According to the infectious theory, Tietze syndrome develops after suffering an acute respiratory infection, which provoked a decrease in the general resistance of the body.

Dystrophic theory - the development of pathology occurs as a result of calcium metabolism disorders and deficiency of vitamins C and B. This is one of the earliest theories developed by Tietze himself. It is not confirmed by objective data and is considered doubtful.

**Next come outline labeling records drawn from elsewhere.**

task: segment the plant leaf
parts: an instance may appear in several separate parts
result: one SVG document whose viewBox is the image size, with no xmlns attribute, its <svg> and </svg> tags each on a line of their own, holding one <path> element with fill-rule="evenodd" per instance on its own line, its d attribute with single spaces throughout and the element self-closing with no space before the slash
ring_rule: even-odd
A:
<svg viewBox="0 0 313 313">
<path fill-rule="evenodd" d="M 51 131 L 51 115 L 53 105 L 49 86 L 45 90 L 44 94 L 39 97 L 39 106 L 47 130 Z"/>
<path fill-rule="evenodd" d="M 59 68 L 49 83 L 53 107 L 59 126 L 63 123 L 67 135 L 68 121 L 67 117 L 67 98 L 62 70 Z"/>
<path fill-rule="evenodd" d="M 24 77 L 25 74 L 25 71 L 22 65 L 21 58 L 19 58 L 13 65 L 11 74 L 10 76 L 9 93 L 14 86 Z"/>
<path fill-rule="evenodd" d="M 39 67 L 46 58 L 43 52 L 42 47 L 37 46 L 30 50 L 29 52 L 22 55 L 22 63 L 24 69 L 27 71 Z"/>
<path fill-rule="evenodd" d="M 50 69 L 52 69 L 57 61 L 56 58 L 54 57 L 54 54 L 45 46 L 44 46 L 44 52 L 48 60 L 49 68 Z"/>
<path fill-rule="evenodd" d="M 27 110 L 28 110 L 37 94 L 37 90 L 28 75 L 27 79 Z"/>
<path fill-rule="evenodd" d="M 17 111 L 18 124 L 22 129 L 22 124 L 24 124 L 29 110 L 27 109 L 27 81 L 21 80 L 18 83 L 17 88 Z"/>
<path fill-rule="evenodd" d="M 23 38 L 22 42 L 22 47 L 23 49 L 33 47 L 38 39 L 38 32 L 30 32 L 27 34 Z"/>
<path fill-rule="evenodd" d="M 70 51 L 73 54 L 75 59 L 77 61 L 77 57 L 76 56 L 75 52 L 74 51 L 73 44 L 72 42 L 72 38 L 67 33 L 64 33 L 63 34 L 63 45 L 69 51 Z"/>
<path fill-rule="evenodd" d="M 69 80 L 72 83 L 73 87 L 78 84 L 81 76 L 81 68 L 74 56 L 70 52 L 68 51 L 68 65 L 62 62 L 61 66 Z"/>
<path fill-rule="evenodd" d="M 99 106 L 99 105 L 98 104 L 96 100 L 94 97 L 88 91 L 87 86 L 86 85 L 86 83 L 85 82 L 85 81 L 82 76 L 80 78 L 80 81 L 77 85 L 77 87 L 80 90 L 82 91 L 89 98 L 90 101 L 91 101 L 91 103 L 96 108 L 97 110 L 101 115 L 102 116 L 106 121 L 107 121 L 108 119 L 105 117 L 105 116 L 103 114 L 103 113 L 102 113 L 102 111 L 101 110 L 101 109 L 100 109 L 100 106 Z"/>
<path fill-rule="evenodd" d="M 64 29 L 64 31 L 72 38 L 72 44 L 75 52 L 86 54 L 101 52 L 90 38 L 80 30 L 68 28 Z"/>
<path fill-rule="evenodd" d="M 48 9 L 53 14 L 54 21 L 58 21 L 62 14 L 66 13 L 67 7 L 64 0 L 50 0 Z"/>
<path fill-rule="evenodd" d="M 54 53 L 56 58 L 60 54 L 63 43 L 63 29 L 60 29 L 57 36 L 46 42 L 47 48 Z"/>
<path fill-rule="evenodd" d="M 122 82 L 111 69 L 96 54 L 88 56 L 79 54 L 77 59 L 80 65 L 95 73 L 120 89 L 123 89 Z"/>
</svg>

Factors contributing to the development of pathology:

  • Pronounced and regular loads on the shoulders and chest,
  • Chronic chest injuries in athletes,
  • Acute infections
  • Arthrosis-arthritis,
  • Bronchopulmonary pathology,
  • Occupational scoliosis,
  • Metabolic disorders
  • Endocrinopathies,
  • Allergic reactions,
  • Postmenopausal osteoporosis,
  • Collagenoses.

The risk group includes:

  • Athletes,
  • Persons engaged in heavy physical labor
  • Drug addicts,
  • Persons after thoracotomy.

At the junction of the cartilages of the ribs and sternum, metabolic processes are disrupted. Prolonged aseptic inflammation leads to dystrophy, the appearance of areas of sequestration in the cartilage, metaplasia of cartilage tissue, its calcification and sclerosis. Benign reversible swelling of the costal cartilages causes pain. Degenerative changes lead to deformation of the cartilage, a decrease in its size, and weak intractability. As a result of ossification of the cartilage, the configuration of the chest changes, its mobility and elasticity decrease, and it becomes rigid.

Treatment

Drug treatment includes relative rest for 4-6 weeks, injections of a corticosteroid anesthetic, topical or oral analgesics, and other drugs, including Sulfasalazine or Caspofungin in combination with Fluconazole.

Physical therapy

Currently, there are no reliable clinical studies on the treatment of this disease. Treatment of Tietze syndrome is mainly symptomatic.

What can be done?

  • Reassure the patient by explaining what is happening to him.
  • It is important for the physical therapist to educate the person about proper body positioning while sitting or performing daily activities. It is also important that the patient avoids repetitive movements/activities. In general, these patients need a good balance between exercise and rest.
  • The treatment program may include exercises to increase range of motion. Typically, patients tolerate such exercises well, but if they aggravate symptoms, then they should be abandoned or postponed.
  • Stretching the pectoralis major muscle is helpful. You can stretch the pectoralis major muscle by standing in a doorway with emphasis on your forearms. You need to repeat this exercise several times a day for 1 or 2 minutes.
  • Use hot/cold compresses and massage to reduce pain and symptoms of muscle overuse. For this purpose, you can also use a variety of sprays.
  • Mobilizations of the spine and ribs are also helpful. This will help to avoid chest stiffness and reduce complaints.
  • It is important to teach the patient breathing exercises and methods of working with pain.
  • Exercises for the shoulder girdle and back can be provocative, so they should only be prescribed if symptoms disappear.
  • Transcutaneous electrical stimulation and electroacupuncture can be used. In the latter case, an acupuncture needle is placed into the affected segment of the spine.
  • Injection therapy with local anesthetics or corticosteroids has previously been described as a treatment for chest pain associated with costochondral joint lesions. Results from previous studies have shown that dry needling may be as effective as injection therapy in treating similar conditions.

Causes


Costochondritis is an inflammatory process in cartilage tissue, usually without any specific cause. Repeated minor injuries to the chest and acute respiratory infections can cause pain in the area where the ribs are attached (the impact of both the viruses themselves and frequent coughing on the area where the ribs are attached). Sometimes costochondritis occurs in people taking parenteral drugs or after surgery on the chest. After surgery, damaged cartilage tissue is more susceptible to infection due to impaired blood supply.